In 2004 he got promoted to director of finance and planning of AJK University on 20th grade, served that seat for 10 years (more than anybody in the history of University of (AJ&K). When he assumed the charge of Director Finance & Planning total University budget was Rs. 568.463 million and within some years it was doubled and now university is in sound financial position.

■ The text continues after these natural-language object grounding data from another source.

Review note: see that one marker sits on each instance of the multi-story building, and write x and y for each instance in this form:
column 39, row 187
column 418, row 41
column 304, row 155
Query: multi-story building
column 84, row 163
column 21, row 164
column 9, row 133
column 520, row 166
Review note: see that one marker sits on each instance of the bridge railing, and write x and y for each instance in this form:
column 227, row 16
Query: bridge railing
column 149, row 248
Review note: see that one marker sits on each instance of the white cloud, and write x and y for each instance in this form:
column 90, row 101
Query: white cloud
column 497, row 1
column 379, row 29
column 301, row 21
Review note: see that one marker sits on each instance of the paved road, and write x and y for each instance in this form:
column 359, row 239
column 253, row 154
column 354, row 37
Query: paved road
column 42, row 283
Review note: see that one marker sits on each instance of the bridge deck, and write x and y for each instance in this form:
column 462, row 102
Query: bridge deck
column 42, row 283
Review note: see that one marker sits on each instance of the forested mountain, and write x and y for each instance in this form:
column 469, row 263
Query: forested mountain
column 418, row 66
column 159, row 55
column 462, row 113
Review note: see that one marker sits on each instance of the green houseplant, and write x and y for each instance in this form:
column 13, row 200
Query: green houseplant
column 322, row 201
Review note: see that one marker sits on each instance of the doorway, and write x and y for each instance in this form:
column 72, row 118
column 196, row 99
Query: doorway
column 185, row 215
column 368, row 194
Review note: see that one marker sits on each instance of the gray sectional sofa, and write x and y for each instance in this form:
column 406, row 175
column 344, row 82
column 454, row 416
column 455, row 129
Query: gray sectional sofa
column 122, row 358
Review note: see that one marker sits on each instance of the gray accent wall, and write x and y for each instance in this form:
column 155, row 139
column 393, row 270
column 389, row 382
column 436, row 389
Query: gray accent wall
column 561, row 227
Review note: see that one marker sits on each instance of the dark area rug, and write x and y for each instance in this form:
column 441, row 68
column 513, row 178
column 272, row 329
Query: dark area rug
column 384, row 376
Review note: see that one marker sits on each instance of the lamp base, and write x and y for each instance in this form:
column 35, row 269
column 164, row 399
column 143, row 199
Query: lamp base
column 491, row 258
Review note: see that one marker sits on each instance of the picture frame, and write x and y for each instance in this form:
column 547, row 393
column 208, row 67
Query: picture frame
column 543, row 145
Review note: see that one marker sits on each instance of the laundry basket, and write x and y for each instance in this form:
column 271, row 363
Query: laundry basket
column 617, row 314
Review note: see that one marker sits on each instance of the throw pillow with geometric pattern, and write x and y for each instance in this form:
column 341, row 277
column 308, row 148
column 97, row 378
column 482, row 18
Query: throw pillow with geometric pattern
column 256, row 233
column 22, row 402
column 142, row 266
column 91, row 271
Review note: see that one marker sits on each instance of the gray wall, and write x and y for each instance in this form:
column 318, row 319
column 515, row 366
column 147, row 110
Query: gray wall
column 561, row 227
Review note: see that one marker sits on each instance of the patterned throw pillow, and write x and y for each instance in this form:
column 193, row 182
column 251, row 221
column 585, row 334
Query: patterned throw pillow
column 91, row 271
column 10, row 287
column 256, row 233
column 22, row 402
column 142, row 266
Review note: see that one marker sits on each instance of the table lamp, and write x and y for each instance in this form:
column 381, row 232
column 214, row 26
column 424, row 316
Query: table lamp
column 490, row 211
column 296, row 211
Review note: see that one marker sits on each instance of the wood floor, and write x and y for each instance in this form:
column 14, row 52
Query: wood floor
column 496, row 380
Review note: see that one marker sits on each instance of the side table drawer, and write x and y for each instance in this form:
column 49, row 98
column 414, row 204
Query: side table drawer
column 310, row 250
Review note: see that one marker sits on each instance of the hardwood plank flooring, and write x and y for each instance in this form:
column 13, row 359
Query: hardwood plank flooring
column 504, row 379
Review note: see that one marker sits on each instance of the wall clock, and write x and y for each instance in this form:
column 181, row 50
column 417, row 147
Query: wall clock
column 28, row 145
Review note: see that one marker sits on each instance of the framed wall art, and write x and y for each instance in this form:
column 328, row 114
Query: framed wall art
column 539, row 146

In 2009 he was promoted to grade 22 and on 20 May 2014 he assumed the charge of university of Kotli AJK, Pakistan as founding vice chancellor.
He was promoted to professor emeritus on 19 May 2017 by the university senate. He has published more than 30 papers in international journals, which are now used as course work in European universities.

==Research publications==

- Ghous G. (1997), “Multinational Corporations and Their Role in Developing Countries”,	Journal of Islamic Banking and Finance, July –September 1998, pp. 40–51.
- Ghous, G. (1997),”Multinational Vs. Global Corporations”, Politics and Business, August	September, Volume III, No. 115, pp. 59–61.
- Ghous, G.(1997), “Standardisation of Marketing Strategies and Economies of Scale”,	Politics and Business, December, Volume IV, No. 118 pp.
- Ghous, G.(1997), “Performance Related Pay Schemes: Some Plus Points to consider”,	Politics and Business, November, Volume III, No.117, pp 53–55.
- Ghous, G.(1998), “Performance Related Pay (PRP)”, Journal of Islamic Banking and	Finance, January–March, Volume 15, No. 1 pp. 7–13.
- Ghous, G. (1998). “Pricing in International Markets: A challenging Job”. Pakistan Economic and Social Review, 36(1), 99–110. Accessed 14 May 2024.
- Ghous, G. (1998), “ Is Standardisation of Marketing Strategies Feasible?”, Marketing	Review, January- March, Volume 18, No. 1, pp. 23–25, 58.
- Ghous, G. and Ghayyour, A. A. (1999), “Money and Motivation”, Journal of Islamic 	Banking and Finance, April–June, Volume 16.
- Ghous, G. (1999), “Issues in Standardisation of Marketing Strategies”, Journal of 	Social Sciences and Humanities, Allama Iqbal Open University, Autumn.
- Ghous, G. (2001), “Why are products Adapted in foreign Markets?”, Journal of Social	Sciences and Humanities, AIOU, Vol. VIII, No. 1 Spring, pp. 121–34.
- Ghous, G. (2002), “Promotional Strategies in Foreign Markets”, Marketing Review,	January–March, Volume 22, No.1.
- Ghous, G. (2002), “Distribution Strategies in Foreign Markets”, Pakistan Management	Review, Vol.XL.No. 1, First Quarter, pp. 29–37.
- Ghous, G. (2003), “Advertising Strategies and Standardization of Marketing”, Management Scenario, pp. 8–12.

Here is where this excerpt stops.